Pemerintah Jamin Pemindahan Ibu Kota Tidak Mengganggu Hutan Konservasi

TrubusNews
Binsar Marulitua
27 Agu 2019   15:30 WIB

Komentar
Pemerintah Jamin Pemindahan Ibu Kota Tidak Mengganggu Hutan Konservasi

Menteri PPN/Kepala Bappenas Bambang Brodjonegoto didampingi Menteri ATR/Kepala BPN dan Gubernur Kaltim menjawab wartawan pada konperensi pers pemindahan ibu kota negara, di Istana Negara, Jakarta, Senin (26/8/2019)) (Foto : Sekretariat Kabinet)

Trubus.id -- Pemerintah memastikan bahwa pemindahan ibu kota negara dari Jakarta ke sebagian Kebupaten Penajam Paser Utara dan sebagian Kabupatan Kutai Kartanegara, di Kalimantan Timur (Kaltim), tidak akan menganggu hutan konservasi. 

Menteri PPN/Kepala Bappenas Bambang Brodjonegoro mengemukakan, dari areal seluas 180 ribu hektar yang disediakan untuk ibu kota baru nanti, kawasan induknya mulai dengan 40 ribu hektar dulu, kemudian suatu saat di masa depan bisa diperluas sampai 180 ribu hektar.

“180 ribu itu separuhnya nanti adalah ruang terbuka hijau termasuk hutan lindung,” kata Bambang di Istana Negara, Jakarta, Senin (26/8/2019).

Baca Lainnya : Jokowi Teken Inpres Nomor 5/2019, Pemberian Izin Baru Hutan Primer dan Lahan Gambut Disetop

Bambang menegaskan, hutan lindung tidak akan diganggu bahkan di tempat yang disebut tadi sebagian dari Penajem Paser Utara  dan Kutai Kartanegara ada hutan konservasi Bukit Soeharto.

“Justru kita akan perbaiki hutan konservasi itu yang sekarang, Pak Gubernur lebih tahu dari saya, ada yang memakainya tidak untuk keperluan hutan, termasuk perkebunan.  Jadi, justru akan direhabilitasi yang namanya hutan konservasi Bukit Soeharto,” ujar Bambang 

Sementara itu Gubernur Kaltim Isran Noor mengemukakan, bahwa Pemerintah  provinsi yang dipimpinnya beserta segenap warga Kaltim siap menerima pemindahan ibu kota negara dari Jakarta.

“Kalau kami semua siap, masyarakat siap, pemerintah daerah siap, dan kita akan melakukan koordinasi dengan dua wali kota, Samarinda dan Balikpapan, kemudian  Bupati Kutai Kartanegara dan Bupati Penajam Paser Utara.
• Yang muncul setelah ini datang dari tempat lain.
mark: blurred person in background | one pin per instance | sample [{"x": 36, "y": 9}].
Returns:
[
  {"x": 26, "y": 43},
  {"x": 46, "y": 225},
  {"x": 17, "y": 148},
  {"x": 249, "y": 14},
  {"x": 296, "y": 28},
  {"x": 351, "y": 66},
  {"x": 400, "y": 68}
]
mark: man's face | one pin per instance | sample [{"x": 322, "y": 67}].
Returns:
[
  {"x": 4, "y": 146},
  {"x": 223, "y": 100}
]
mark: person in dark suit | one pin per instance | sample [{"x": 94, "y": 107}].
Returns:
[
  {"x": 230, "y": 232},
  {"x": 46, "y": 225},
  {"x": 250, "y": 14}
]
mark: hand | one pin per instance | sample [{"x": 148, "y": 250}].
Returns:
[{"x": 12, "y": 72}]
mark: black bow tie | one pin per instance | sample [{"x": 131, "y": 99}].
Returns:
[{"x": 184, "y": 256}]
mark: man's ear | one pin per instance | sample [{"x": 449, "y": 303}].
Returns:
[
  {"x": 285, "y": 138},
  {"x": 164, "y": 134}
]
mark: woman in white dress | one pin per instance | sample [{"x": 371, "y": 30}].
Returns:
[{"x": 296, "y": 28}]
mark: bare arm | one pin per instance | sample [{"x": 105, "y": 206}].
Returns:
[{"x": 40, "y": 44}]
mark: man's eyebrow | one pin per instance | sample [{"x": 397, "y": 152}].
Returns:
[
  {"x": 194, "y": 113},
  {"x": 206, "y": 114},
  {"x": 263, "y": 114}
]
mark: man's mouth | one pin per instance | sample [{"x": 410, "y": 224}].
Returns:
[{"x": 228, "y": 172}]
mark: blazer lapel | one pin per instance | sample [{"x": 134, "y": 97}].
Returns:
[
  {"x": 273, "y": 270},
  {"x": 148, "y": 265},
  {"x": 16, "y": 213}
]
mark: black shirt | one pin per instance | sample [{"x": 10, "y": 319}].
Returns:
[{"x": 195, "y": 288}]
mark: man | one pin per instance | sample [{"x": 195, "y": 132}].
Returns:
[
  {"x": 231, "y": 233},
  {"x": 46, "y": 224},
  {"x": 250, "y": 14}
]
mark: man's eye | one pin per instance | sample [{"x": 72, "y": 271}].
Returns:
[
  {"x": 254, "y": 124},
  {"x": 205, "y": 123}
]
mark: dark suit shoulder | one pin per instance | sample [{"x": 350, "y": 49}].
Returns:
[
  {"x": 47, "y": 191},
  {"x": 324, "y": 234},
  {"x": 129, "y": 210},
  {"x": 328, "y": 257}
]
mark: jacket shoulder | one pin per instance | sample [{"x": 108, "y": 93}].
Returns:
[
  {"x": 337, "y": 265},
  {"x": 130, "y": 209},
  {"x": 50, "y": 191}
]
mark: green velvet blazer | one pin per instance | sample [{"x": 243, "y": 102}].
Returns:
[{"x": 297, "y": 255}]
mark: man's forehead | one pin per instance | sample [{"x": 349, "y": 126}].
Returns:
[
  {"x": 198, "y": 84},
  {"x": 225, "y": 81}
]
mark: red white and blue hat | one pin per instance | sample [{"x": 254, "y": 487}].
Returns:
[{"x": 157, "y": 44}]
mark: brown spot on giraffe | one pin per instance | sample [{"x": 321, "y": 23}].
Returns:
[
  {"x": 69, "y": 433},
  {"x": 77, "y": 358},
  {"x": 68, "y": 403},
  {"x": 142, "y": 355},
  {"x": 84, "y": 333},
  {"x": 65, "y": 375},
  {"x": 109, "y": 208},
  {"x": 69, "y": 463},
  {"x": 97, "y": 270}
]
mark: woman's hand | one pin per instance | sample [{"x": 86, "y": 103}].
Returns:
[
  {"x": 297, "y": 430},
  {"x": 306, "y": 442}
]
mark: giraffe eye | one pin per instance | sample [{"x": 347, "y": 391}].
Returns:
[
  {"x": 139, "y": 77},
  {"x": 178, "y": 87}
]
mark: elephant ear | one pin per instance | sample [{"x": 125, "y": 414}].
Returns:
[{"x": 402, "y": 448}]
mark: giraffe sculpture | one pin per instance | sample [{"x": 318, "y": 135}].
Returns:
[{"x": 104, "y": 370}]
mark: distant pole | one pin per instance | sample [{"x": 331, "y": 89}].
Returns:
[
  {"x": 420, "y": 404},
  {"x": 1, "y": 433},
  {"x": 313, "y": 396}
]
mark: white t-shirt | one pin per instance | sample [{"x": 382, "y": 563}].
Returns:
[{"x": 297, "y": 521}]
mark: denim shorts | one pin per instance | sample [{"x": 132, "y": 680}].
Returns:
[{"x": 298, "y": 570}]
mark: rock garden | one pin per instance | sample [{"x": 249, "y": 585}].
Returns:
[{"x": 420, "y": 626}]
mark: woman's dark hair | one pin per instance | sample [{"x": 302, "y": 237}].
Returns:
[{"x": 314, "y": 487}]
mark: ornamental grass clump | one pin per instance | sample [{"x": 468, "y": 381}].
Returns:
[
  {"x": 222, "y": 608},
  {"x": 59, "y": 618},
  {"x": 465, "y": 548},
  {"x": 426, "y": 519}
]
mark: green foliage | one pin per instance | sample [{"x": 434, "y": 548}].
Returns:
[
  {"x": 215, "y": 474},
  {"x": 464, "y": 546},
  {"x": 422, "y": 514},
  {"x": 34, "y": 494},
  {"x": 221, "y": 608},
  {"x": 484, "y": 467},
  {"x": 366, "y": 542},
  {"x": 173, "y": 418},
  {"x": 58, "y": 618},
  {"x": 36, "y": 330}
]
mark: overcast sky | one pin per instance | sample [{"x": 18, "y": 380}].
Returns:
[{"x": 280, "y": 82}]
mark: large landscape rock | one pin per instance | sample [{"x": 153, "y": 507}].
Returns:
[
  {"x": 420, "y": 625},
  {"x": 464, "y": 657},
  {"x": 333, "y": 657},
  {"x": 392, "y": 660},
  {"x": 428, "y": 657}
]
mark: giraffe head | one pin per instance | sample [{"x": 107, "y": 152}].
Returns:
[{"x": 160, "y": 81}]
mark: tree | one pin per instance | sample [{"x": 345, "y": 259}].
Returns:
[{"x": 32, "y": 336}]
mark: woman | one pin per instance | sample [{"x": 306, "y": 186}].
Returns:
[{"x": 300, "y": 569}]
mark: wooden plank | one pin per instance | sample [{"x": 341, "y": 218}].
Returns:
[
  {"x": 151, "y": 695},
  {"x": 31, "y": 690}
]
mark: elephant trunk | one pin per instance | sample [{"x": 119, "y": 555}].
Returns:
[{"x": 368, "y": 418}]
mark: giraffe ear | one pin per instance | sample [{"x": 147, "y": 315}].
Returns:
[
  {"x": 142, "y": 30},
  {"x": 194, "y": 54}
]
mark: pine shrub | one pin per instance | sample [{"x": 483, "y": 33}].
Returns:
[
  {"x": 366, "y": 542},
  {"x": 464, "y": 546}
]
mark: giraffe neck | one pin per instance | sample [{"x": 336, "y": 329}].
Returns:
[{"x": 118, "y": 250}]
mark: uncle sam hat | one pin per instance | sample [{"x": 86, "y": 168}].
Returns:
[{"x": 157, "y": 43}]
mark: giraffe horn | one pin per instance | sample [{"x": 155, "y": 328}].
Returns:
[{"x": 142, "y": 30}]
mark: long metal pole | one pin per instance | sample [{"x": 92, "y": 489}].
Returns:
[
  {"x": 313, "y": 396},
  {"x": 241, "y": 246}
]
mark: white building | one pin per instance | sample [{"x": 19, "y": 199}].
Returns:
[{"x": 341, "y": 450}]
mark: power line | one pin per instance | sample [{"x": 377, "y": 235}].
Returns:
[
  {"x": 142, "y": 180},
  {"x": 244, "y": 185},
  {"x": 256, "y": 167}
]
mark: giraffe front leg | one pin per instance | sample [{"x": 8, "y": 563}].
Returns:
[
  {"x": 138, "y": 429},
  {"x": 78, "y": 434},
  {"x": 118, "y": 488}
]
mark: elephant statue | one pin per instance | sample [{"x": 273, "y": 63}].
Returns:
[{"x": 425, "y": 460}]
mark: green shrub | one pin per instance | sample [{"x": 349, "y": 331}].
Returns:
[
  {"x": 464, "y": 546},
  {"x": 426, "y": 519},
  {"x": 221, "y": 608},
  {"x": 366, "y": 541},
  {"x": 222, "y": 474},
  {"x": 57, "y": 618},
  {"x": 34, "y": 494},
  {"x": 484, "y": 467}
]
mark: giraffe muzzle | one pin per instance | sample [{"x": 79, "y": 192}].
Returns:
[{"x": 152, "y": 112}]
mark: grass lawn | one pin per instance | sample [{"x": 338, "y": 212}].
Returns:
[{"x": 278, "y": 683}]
Itu kesiapan kita, tentu tidak ada pilihan lain kecuali harus siap,” tegas Isran.

Gubernur meyakini, dampak positif pemindahan ibu kota itu bukan hanya untuk kepentingan Kalimantan Timur, tapi juga untuk semua provinsi dan wilayah yang ada di Kalimantan, termasuk juga provinsi-provinsi yang ada di wilayah tengah dan timur.

Baca Lainnya : Restui Ibu Kota Baru di Kalimantan, Jokowi Godok Skema Pembiayaan dan Payung Hukum

“Kenapa? Karena ini berbatasan langsung dengan Sulawesi bagian barat, jadi Sulawesi Tengah, Sulawesi Selatan dan Sulawesi Barat. Ini adalah supplai dari pada bahan baku bangunan seperti batu yang kualitasnya yang sangat bagus,” ujar Islan.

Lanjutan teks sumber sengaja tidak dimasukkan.